He went on to say that the Brexit problem had not been created by the Irish and, therefore, an expectation was on the EU that it would put some type of support mechanism in place to protect beef farming in this country.

“The farmer shouldn’t be expected to take the full hit; at the moment factories won’t take bulls and this is because there is an over-supply of beef, but there is no doubt but there is a real crisis in the sector at the moment,” he added.

He went on to say that the Irish Government had been “sleep-walking” on the whole Brexit issue.

The marketing of Irish beef is deplorable and the Irish Government is going to have to put pressure on the EU so that intervention is opened up, a price level is set and the farmer doesn’t have to carry the can. The Government has been sleep-walking on the Brexit issue from the very beginning.

Live exports

The movement’s chairman then pointed to live exports and the difficulties arising in respect of calves.

“More is going to have to be done by the Government to deal with a number of issues, including with the exporting of calves,” he said. “There are going to be issues with calves and particularly when they arrive at their destinations within the EU this year.

There are good opportunities into China at the moment so, if the Government could put pressure on the powers that be to issue the necessary licence in respect of that, that would really help the beef sector in this country now.

“Factories are not taking cattle at the moment; bulls and cows are the hardest hit there, and steers and heifers have no chance because the price for them isn’t even viable.”

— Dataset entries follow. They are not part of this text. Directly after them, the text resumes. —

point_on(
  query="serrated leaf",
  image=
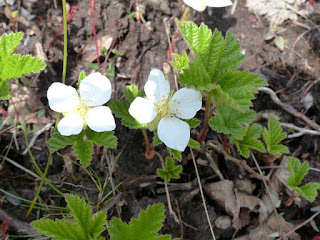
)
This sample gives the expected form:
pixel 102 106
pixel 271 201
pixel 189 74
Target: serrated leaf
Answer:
pixel 145 227
pixel 229 121
pixel 273 136
pixel 15 66
pixel 9 42
pixel 175 153
pixel 241 86
pixel 297 171
pixel 181 62
pixel 83 150
pixel 250 140
pixel 170 171
pixel 193 143
pixel 120 109
pixel 193 122
pixel 309 191
pixel 4 90
pixel 59 229
pixel 131 92
pixel 106 139
pixel 92 226
pixel 57 141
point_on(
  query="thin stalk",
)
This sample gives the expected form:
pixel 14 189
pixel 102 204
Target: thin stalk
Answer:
pixel 202 195
pixel 64 72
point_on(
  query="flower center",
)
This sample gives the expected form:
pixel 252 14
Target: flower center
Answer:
pixel 82 109
pixel 166 107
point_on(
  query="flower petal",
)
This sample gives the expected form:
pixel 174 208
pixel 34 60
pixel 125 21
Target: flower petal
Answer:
pixel 174 133
pixel 143 110
pixel 100 119
pixel 157 87
pixel 95 89
pixel 72 124
pixel 187 102
pixel 62 98
pixel 217 3
pixel 198 5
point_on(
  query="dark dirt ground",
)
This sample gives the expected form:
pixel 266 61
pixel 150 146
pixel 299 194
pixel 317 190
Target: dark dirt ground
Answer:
pixel 288 72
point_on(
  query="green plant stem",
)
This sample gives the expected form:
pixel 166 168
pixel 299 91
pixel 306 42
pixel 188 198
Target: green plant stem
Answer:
pixel 202 195
pixel 64 71
pixel 65 41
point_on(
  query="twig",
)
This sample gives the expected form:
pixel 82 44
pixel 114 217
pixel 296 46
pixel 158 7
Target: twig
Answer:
pixel 111 178
pixel 268 192
pixel 35 136
pixel 301 131
pixel 202 195
pixel 242 163
pixel 288 108
pixel 21 167
pixel 302 224
pixel 167 191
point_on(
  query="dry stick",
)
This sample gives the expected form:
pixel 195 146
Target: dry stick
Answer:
pixel 242 163
pixel 35 136
pixel 302 224
pixel 111 179
pixel 21 167
pixel 167 191
pixel 268 192
pixel 202 195
pixel 288 108
pixel 171 50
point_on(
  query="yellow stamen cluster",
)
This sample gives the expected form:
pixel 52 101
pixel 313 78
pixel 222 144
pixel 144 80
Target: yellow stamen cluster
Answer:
pixel 165 108
pixel 82 109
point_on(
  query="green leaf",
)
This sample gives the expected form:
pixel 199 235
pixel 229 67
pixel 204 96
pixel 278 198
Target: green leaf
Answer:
pixel 9 42
pixel 131 92
pixel 241 86
pixel 92 226
pixel 15 66
pixel 193 122
pixel 273 136
pixel 156 140
pixel 145 227
pixel 106 139
pixel 229 121
pixel 57 141
pixel 120 109
pixel 170 171
pixel 83 150
pixel 181 62
pixel 4 90
pixel 309 191
pixel 193 143
pixel 250 140
pixel 59 229
pixel 175 153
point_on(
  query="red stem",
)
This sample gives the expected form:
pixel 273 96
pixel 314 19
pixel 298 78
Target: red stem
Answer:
pixel 71 14
pixel 94 30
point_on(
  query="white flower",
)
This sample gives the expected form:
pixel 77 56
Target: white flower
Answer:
pixel 184 104
pixel 201 5
pixel 85 108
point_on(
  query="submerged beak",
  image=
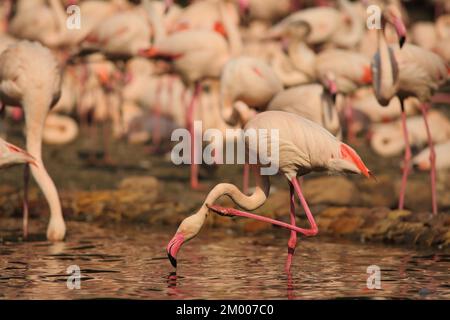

Meanwhile, the movement is holding meetings in the coming weeks.

The list includes:
  • Roscommon: Castlerea Mart – January 16 at 8:00pm;
  • Armagh: Ballymacnab Community Hall, Redrock – January 17 at 8:00pm;
  • Galway: Peacockes Hotel, Maam Cross – January 21 at 8:00pm;
  • Limerick: Kilmallock Mart – January 22 at 8:00pm;
  • Sligo/Leitrim: Ballymote Mart – January 23 at 8:00pm;
  • Meath/Louth/Dublin: Ardboyne Hotel, Navan – January 24 at 8:30pm;
  • Monaghan: Glencarn Hotel, Castleblaney – January 30 at 8:00pm;
  • Mayo: Mayo/Sligo Mart, Ballina – February 6 at 8:00pm; and
  • Roscommon: Elphin Mart – February 21 at 8:00pm.